MLModelCatalog predict method incompatible with pipeline
JohanvandenHeuvel opened this issue · 5 comments
The MLModelCatalog predict method has the following signature:
def predict(
self, x: Union[np.ndarray, pd.DataFrame, torch.Tensor, tf.Tensor]
) -> Union[np.ndarray, pd.DataFrame, torch.Tensor, tf.Tensor]:
however if the MLModelCatalog pipeline is enabled then x is also input for
def perform_pipeline(self, df: pd.DataFrame) -> pd.DataFrame:
i.e. the predict function can take input types that are incompatible with the possible model settings.
The problem is that perform_pipeline
can potentially use the encoder which relies on it's input being a dataframe.
@JohanvandenHeuvel that means that the pipeline cannot work for other inputs other than DataFrame right? We could make that explicit and not execute the pipeline for the tensors?
It seems that way yes. And we can't make the pipeline fully work for other inputs, except scaling the data.
How do we fix this? We could keep it as is, and let the pipeline function throw an exception. We could throw an exception ourselves.
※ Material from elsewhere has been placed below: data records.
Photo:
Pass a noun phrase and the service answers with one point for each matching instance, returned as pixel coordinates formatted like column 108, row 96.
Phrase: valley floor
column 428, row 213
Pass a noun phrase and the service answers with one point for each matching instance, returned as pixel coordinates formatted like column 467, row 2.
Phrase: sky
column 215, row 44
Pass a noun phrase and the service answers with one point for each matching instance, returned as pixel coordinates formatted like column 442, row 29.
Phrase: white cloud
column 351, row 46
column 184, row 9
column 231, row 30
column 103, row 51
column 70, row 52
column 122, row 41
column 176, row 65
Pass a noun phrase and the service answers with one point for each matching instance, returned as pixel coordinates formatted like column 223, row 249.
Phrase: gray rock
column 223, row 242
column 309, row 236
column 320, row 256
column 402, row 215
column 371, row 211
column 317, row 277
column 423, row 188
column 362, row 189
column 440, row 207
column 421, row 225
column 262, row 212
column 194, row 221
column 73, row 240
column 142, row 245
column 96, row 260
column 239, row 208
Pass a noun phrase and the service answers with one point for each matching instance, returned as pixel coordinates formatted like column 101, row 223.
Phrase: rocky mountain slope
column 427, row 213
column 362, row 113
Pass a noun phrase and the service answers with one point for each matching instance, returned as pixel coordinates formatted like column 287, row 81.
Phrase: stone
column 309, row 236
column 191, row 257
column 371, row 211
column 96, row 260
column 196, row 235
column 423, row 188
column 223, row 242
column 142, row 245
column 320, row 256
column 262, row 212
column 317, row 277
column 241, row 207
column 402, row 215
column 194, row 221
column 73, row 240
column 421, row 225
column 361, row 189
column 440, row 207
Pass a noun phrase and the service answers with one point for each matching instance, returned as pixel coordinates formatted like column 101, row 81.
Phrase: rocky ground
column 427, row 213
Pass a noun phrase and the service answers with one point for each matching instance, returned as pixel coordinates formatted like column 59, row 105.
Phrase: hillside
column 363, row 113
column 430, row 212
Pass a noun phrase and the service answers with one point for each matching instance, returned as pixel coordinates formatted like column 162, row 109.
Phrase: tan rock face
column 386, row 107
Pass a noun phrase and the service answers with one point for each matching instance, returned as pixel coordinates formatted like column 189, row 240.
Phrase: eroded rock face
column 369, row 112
Or we only allow for the predict function to use dataframes as input.
I guess you could normalize a dataframe, convert this to e.g. a Tensor and give this "pipelined" Tensor as input to the predict function. But like in #115, this results in having two ways to normalization, and this isn't very consistent IMO.
Fixed by moving normalization to the data part.